Persistent threads for repeated calculations

Hi all,

I have a molecular simulation that involves energy calculation a few thousand times per second. Since launching a kernel with a set of threads takes a lot of overhead, is it possible to start the threads at the beginning of the process and then have them pick up the input as it becomes available and then notify the host code when the processing is done?

I’m trying to do this with flags set in zero-copy memory by the host and the GPU, which indicate whether to wait, execute or exit (flags[0]). Similarly, flags[1] tells the host to pick up the results or wait. At this point, I have some sample code that doesn’t work (goes into infinite loop until Ctrl-C), but is pretty much a starting point.

Any suggestions would be very much appreciated.


#include <iostream>

#define BLOCKS 1

#define THREADS 8

#define SIZE 10

__global__ void kernel(double* input, double* output, int size, int* flags){

	while (1){

		//check flags

		if (flags[0] == 0) continue;

		if (flags[0] == -1) break;

		//flag == 1 - process input

		int pass = 0;

		while (1){

			int step = THREADS;

			int index = pass * step + threadIdx.x;

			if (index >= size) break;

			double v = input[index];

			for (int i = 0; i < 10; i++){

				v *= 2;


			output[index] = v;



		//completed processing

		flags[0] = 0;//reset back to wait

		flags[1] = 1;//ready for the cpu to pick up



int main(){

	//allocate GPU memory, set initial flags and launch the kernel

	double* dev_input;

	double* dev_output;

	cudaMalloc((void**)&dev_input, SIZE * sizeof(double));

	cudaMalloc((void**)&dev_output, SIZE * sizeof(double));

	int* flags;

	int* dev_flags;

	cudaHostAlloc((void**)&flags, 2 * sizeof(int), cudaHostAllocMapped);

	cudaHostGetDevicePointer(&dev_flags, flags, 0);

	flags[0] = 0;

	flags[1] = 0;

	double* input = new double;

	double* output = new double;

	cudaMemcpy(dev_input, input, SIZE * sizeof(double), cudaMemcpyHostToDevice);

	kernel<<<BLOCKS,THREADS>>>(dev_input, dev_output, SIZE, dev_flags);

	//now go into a loop to use the launched threads

	for (int i = 0; i < 10; i++){

		//populate input data

		for (int j = 0; j < SIZE; j++){

			input[j] = i * j;


		flags[1] = 0;//not done yet

		flags[0] = 1;//execute command

		while (1){

			if (flags[1] >= 0) break;//wait for the threads to finish



		//copy results

		cudaMemcpy(output, dev_output, SIZE * sizeof(double), cudaMemcpyDeviceToHost);

		//check output

		for (int j = 0; j < SIZE; j++){

			printf("%lf\t%lf\n", input[j], output[j]);









Question one: is this possible? Yeah, I wrote a quick test to do CPU/GPU handshaking back and forth about a year ago, and it’s feasible but a giant pain to get right (you have to invalidate and flush all GPU caches, which means it’s slow).

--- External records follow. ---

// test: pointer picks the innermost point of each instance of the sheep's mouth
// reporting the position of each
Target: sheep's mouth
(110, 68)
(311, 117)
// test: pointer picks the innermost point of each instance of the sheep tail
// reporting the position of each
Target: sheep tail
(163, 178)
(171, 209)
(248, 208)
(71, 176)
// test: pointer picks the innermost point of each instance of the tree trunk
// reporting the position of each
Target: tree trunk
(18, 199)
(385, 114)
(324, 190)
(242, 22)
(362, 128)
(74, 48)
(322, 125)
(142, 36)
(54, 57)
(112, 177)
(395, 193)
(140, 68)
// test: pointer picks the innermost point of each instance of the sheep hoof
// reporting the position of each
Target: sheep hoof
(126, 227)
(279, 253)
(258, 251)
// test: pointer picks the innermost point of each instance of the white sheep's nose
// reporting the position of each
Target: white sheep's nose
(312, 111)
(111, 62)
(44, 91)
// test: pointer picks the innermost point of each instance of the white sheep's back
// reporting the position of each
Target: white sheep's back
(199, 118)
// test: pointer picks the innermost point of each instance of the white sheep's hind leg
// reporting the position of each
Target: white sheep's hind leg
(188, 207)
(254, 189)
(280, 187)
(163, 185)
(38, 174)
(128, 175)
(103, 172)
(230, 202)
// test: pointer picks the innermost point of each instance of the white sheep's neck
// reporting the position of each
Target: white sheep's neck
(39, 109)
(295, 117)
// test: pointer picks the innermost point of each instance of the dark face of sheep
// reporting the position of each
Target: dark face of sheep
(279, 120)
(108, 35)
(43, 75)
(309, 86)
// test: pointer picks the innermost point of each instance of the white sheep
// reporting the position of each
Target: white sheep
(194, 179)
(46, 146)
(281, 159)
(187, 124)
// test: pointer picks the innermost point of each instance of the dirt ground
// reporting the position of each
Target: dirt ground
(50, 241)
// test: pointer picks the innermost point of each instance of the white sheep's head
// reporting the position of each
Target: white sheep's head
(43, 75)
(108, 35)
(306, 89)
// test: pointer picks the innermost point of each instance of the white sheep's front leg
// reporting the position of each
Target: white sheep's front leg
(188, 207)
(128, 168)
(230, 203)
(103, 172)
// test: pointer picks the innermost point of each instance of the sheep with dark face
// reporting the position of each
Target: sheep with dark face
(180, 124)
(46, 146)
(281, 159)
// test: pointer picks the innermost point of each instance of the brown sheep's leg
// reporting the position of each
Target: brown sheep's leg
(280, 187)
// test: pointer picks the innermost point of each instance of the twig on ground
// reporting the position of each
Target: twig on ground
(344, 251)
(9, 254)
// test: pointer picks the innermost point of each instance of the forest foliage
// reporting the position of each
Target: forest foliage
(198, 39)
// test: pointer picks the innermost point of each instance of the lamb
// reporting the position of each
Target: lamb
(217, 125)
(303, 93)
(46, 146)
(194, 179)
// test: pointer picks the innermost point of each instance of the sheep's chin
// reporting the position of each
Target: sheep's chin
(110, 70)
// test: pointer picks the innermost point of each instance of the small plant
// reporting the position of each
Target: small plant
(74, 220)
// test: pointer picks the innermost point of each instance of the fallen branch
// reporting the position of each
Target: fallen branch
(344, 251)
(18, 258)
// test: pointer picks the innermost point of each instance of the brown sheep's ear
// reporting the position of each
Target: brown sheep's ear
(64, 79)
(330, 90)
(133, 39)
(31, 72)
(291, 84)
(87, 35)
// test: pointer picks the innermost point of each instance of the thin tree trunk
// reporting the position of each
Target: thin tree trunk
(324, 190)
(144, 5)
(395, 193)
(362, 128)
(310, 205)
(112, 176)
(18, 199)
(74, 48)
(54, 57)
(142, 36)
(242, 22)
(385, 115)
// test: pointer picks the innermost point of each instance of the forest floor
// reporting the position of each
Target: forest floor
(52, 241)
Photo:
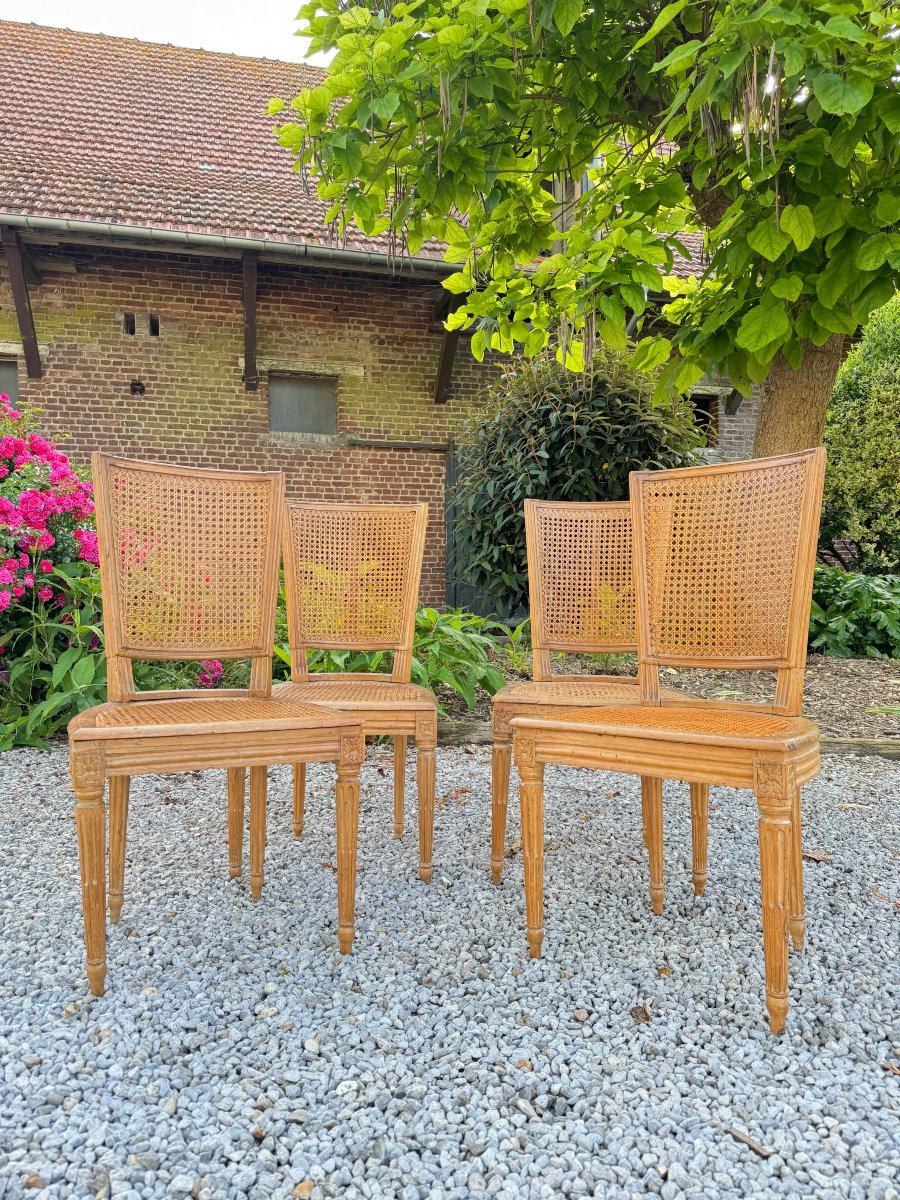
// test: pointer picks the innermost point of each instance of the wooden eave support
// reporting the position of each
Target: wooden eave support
(448, 353)
(250, 261)
(16, 261)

Better question: is this technically legal? I’m not sure. If presented with almost any proposed driver feature that could break this functionality, I’d take the other feature. This means that doing what you’re trying to do could die at any time.

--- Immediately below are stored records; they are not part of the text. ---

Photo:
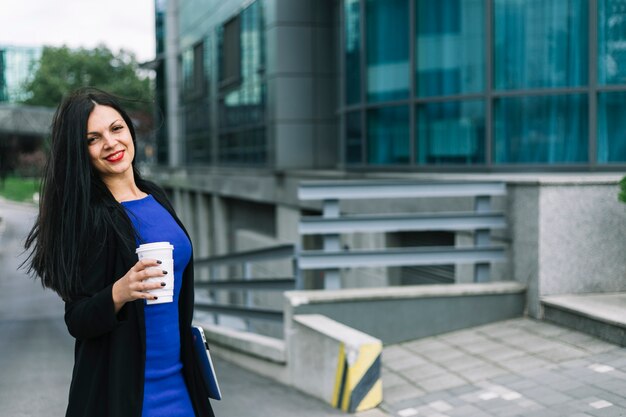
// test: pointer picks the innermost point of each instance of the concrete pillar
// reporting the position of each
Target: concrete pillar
(220, 225)
(203, 226)
(172, 78)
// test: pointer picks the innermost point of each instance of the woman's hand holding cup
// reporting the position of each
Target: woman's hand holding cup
(136, 283)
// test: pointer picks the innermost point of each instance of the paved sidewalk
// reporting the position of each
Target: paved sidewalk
(520, 367)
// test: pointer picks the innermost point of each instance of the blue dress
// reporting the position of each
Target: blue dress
(165, 392)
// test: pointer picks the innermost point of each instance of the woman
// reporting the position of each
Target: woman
(131, 359)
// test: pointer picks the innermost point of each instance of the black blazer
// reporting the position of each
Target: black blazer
(110, 351)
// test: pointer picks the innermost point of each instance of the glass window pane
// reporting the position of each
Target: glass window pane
(611, 127)
(352, 76)
(550, 129)
(611, 42)
(449, 47)
(451, 133)
(387, 49)
(354, 138)
(540, 43)
(388, 135)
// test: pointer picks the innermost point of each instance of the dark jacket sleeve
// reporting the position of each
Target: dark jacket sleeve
(91, 313)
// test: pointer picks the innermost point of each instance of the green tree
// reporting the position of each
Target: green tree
(61, 70)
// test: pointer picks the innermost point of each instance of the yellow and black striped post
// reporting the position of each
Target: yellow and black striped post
(358, 384)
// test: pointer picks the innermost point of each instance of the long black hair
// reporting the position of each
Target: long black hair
(75, 206)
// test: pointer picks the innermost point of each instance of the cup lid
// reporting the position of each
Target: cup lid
(153, 246)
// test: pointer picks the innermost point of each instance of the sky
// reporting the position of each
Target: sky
(127, 24)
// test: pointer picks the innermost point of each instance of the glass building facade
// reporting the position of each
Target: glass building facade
(484, 83)
(16, 68)
(223, 86)
(470, 85)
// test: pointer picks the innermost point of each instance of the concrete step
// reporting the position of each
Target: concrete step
(602, 315)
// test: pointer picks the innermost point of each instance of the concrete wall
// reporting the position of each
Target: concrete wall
(565, 231)
(397, 314)
(301, 83)
(567, 237)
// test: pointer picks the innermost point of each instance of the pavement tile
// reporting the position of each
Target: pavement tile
(468, 411)
(519, 368)
(405, 363)
(507, 379)
(445, 381)
(482, 373)
(501, 353)
(524, 363)
(443, 354)
(375, 412)
(578, 338)
(561, 353)
(466, 362)
(545, 329)
(399, 393)
(461, 337)
(424, 371)
(612, 411)
(425, 345)
(391, 379)
(395, 352)
(546, 396)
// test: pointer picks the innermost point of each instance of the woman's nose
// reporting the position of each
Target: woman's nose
(109, 140)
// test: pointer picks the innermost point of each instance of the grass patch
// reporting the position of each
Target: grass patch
(19, 189)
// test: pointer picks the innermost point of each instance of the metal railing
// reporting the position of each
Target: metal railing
(332, 224)
(245, 261)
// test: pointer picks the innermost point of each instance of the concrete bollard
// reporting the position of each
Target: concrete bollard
(335, 363)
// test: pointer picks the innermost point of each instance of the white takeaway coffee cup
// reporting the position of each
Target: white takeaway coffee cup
(164, 252)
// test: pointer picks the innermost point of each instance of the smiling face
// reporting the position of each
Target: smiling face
(110, 144)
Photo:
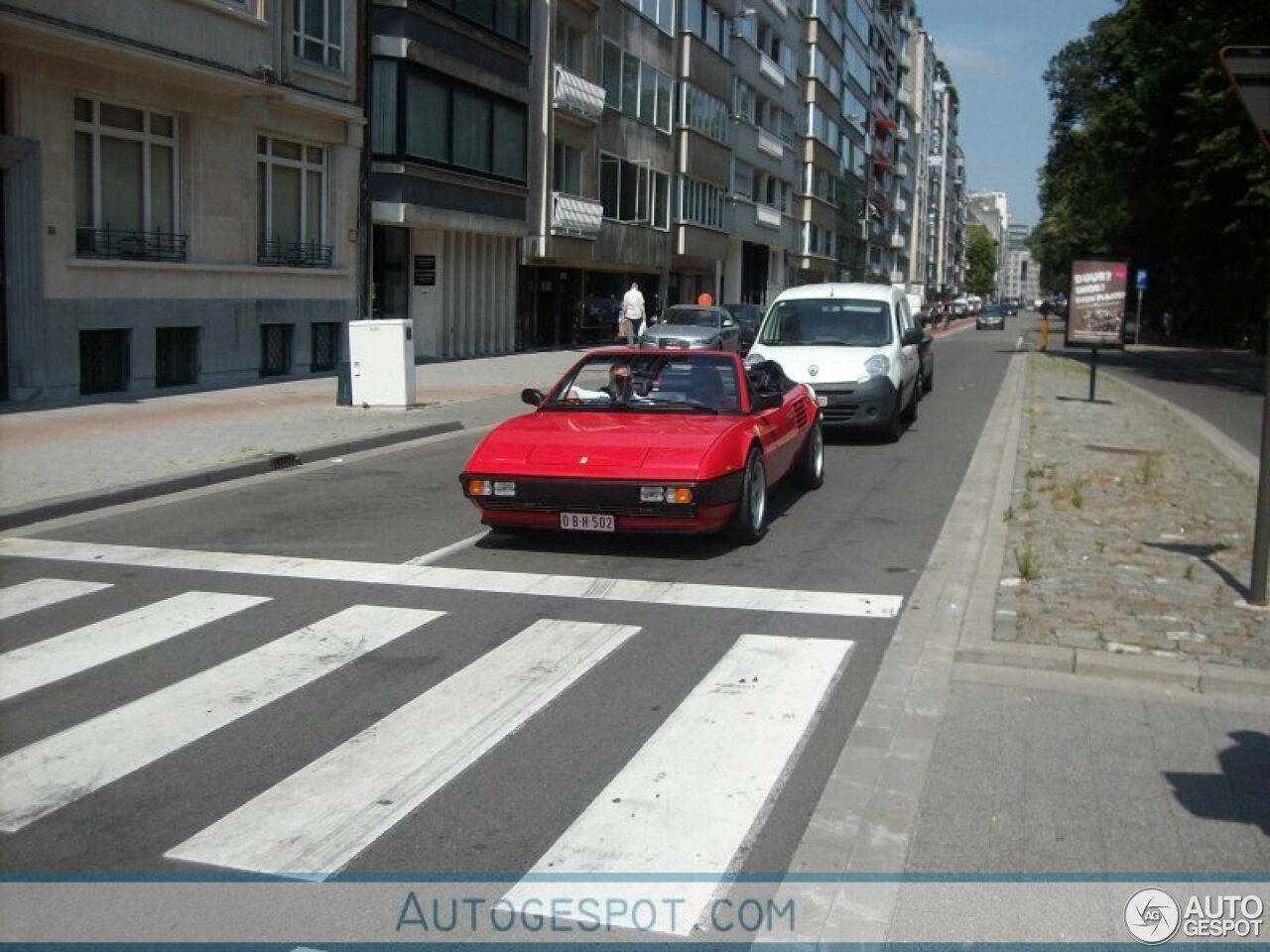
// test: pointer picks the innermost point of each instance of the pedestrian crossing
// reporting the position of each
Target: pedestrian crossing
(690, 800)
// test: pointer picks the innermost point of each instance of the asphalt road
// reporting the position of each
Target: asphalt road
(309, 544)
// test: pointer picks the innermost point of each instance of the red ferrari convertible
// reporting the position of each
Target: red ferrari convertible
(651, 440)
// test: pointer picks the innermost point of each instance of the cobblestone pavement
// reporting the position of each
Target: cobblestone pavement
(1127, 531)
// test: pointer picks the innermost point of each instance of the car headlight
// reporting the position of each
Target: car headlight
(490, 488)
(876, 366)
(671, 495)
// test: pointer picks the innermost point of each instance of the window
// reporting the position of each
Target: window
(567, 169)
(705, 114)
(636, 89)
(706, 22)
(701, 203)
(318, 33)
(104, 361)
(631, 191)
(176, 357)
(571, 48)
(126, 181)
(276, 349)
(291, 191)
(661, 12)
(445, 122)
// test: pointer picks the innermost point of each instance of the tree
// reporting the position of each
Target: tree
(1152, 160)
(980, 262)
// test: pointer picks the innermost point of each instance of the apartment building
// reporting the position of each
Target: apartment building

Best question: is this the right way to do whatever it is you’re trying to do? Probably not. I’d bet that just launching a new kernel invocation every time is about the same perf as what you’re trying to do, especially if the kernel runtime is not trivially small, and it’s certainly less error prone.

Thanks, tmurray.
A bit depressing, though… Repeated kernel invocations end up taking a long time (10x of the equivalent cpu code). It also varies on different systems: 3-fold difference between a single GTX480 and a Tesla 2050 on a server with a Tyan board (GTX480 is faster).

Looks like I better stick to the current design of individual launches on every iteration and try to find the bottlenecks.


If you’ve got ECC on the Tesla, that might be part of the problem.

You were right. Disabling ECC on the Tesla did bring the total execution time roughly to the level of the GTX480.
Generally speaking, is it acceptable to keep it disabled for the sake of performance? And why does it impose such a huge overhead?
Finally, do you know how much time on average it takes for a kernel call to instantiate the threads?

Thanks again


Kernel launch is ~3us, sync is approximately the same without ECC, with ECC it goes up significantly to make sure that you haven’t hit any ECC errors before the sync (~20us).

Is kernel launch time influenced by the number/size of parameters at all?

More parameters = longer time.

Thanks, tmurray.
This should give me something to work with.